Dictionary entry details
Sense 1
Meaning:
Expressive of contempt
Synonyms:
sneering; snide; supercilious
Context example:
makes many a sharp comparison but never a mean or snide one
Similar:
uncomplimentary (tending to (or intended to) detract or disparage)
Context examples
Yes, yes, pray pass me, added her husband, with a sort of sneering consciousness; I have nothing to say that can entertain Miss Woodhouse, or any other young lady.
(Emma, by Jane Austen)
You are dreaming, sir,—or you are sneering.

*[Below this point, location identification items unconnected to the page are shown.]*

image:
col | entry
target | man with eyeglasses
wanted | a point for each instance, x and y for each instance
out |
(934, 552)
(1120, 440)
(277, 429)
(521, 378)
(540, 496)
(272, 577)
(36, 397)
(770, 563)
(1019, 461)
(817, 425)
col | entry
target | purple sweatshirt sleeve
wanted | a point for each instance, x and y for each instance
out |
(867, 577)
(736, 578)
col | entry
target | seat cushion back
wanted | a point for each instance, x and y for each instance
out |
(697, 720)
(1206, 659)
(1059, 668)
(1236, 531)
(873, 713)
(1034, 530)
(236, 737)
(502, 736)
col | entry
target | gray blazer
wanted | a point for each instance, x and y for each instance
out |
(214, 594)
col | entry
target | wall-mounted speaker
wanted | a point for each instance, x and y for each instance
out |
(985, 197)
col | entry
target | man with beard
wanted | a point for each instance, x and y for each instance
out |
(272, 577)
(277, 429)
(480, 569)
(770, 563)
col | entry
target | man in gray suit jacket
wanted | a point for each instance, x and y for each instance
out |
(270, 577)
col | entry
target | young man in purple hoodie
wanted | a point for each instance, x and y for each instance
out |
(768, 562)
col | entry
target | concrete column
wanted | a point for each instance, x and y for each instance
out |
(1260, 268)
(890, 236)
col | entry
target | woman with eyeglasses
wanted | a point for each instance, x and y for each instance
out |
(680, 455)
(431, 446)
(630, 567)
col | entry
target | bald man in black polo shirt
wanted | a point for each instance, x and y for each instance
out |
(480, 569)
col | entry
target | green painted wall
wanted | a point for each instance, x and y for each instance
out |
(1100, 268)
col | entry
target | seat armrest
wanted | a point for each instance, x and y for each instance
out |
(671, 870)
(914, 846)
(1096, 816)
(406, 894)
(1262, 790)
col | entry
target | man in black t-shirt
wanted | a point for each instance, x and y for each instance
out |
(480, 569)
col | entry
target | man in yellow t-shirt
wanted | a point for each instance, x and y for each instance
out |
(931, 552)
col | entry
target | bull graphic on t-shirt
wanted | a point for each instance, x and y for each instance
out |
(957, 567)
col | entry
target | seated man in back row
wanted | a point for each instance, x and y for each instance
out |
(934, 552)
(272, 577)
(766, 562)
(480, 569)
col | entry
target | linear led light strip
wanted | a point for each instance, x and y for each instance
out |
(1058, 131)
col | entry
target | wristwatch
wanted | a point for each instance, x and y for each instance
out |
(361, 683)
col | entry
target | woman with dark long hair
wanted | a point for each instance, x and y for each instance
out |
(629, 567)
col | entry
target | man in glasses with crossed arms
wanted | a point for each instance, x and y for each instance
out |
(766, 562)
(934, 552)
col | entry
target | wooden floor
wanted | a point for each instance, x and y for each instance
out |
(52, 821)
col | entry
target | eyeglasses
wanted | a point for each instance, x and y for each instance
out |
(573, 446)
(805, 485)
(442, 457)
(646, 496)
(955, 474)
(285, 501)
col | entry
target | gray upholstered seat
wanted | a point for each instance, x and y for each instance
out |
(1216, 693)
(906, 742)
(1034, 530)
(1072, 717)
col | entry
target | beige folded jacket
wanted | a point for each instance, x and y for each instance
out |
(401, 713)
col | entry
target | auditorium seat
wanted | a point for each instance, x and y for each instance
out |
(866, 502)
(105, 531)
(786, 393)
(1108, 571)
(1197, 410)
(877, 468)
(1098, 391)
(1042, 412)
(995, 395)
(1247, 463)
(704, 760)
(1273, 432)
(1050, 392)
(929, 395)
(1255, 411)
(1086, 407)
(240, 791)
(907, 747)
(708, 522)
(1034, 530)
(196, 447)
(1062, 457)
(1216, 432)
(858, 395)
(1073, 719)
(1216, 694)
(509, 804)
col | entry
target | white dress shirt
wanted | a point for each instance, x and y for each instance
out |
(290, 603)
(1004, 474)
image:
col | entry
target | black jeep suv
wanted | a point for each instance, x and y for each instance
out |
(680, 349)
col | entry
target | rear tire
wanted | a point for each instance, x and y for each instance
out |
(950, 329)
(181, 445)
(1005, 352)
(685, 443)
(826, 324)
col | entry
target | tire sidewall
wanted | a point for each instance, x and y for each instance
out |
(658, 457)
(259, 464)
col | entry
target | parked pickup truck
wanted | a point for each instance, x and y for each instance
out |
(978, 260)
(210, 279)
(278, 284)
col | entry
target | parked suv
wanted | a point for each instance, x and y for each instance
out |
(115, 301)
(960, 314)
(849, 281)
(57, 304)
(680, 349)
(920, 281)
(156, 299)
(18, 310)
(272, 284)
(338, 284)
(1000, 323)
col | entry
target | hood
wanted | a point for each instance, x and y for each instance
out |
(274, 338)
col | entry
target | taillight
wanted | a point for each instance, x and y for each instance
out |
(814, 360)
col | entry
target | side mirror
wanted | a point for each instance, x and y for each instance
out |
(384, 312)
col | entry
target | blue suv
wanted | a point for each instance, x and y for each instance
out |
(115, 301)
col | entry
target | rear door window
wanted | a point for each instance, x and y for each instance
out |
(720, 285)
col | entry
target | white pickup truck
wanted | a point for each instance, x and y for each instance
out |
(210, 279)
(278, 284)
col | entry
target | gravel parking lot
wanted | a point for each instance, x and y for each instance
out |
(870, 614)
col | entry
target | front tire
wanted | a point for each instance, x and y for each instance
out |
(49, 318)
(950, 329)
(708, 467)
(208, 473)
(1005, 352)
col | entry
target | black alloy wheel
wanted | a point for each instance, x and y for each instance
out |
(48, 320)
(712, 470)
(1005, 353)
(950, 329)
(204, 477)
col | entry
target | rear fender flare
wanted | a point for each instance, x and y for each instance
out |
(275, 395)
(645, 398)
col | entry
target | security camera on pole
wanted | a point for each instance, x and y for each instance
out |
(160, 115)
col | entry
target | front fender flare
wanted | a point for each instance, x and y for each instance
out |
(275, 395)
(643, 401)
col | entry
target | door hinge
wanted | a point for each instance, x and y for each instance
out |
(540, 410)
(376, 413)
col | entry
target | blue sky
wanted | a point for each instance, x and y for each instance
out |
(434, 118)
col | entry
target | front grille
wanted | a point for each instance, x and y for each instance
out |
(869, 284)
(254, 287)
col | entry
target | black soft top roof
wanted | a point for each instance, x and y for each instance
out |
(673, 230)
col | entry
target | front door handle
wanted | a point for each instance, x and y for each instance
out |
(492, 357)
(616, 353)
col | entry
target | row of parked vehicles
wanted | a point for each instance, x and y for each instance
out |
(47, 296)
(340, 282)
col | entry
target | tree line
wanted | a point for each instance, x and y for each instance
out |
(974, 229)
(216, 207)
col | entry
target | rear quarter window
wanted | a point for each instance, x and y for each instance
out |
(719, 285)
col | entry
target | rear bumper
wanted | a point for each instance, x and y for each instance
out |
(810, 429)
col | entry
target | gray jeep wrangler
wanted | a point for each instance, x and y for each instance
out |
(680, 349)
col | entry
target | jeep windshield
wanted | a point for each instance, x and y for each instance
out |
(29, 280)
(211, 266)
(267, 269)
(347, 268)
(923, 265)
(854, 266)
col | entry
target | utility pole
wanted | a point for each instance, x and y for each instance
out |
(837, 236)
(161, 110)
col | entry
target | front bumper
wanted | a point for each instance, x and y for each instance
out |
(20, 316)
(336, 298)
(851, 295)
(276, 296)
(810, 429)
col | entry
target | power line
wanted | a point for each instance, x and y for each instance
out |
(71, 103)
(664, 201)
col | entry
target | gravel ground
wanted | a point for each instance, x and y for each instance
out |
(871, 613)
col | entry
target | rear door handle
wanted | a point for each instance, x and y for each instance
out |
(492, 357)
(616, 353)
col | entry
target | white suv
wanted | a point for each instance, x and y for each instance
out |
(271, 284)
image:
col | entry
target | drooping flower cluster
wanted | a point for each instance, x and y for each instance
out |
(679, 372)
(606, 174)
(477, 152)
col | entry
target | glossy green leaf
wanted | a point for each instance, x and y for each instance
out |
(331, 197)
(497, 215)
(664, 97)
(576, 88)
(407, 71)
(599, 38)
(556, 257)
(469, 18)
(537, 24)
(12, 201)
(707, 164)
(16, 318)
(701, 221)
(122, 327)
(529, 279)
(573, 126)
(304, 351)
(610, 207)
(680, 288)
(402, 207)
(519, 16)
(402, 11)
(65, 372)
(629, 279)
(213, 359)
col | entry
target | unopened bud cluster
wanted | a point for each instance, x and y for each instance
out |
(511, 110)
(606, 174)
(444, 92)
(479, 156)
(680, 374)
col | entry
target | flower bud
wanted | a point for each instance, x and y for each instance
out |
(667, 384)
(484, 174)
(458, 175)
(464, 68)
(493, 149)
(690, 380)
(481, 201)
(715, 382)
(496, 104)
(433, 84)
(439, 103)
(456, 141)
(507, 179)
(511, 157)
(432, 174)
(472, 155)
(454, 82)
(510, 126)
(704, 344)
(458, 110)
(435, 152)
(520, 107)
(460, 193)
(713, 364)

(Jane Eyre, by Charlotte Brontë)
How long this horrible thing lasted I know not; but it seemed that a long time must have passed before he took his foul, awful, sneering mouth away.
(Dracula, by Bram Stoker)
This last with a sneering ring of triumph in it.
(The Call of the Wild, by Jack London)
It was achievement accomplished at the very time Judge Blount was sharing this general view and sneering at his Spencer and his intellect.
(Martin Eden, by Jack London)
Through all this sneering talk, I was made to feel the threat of death that overhung me, and my cheeks burned and my heart beat painfully in my breast.
(Treasure Island, by Robert Louis Stevenson)
Miss Bingley saw all this likewise; and, in the imprudence of anger, took the first opportunity of saying, with sneering civility: Pray, Miss Eliza, are not the —shire Militia removed from Meryton?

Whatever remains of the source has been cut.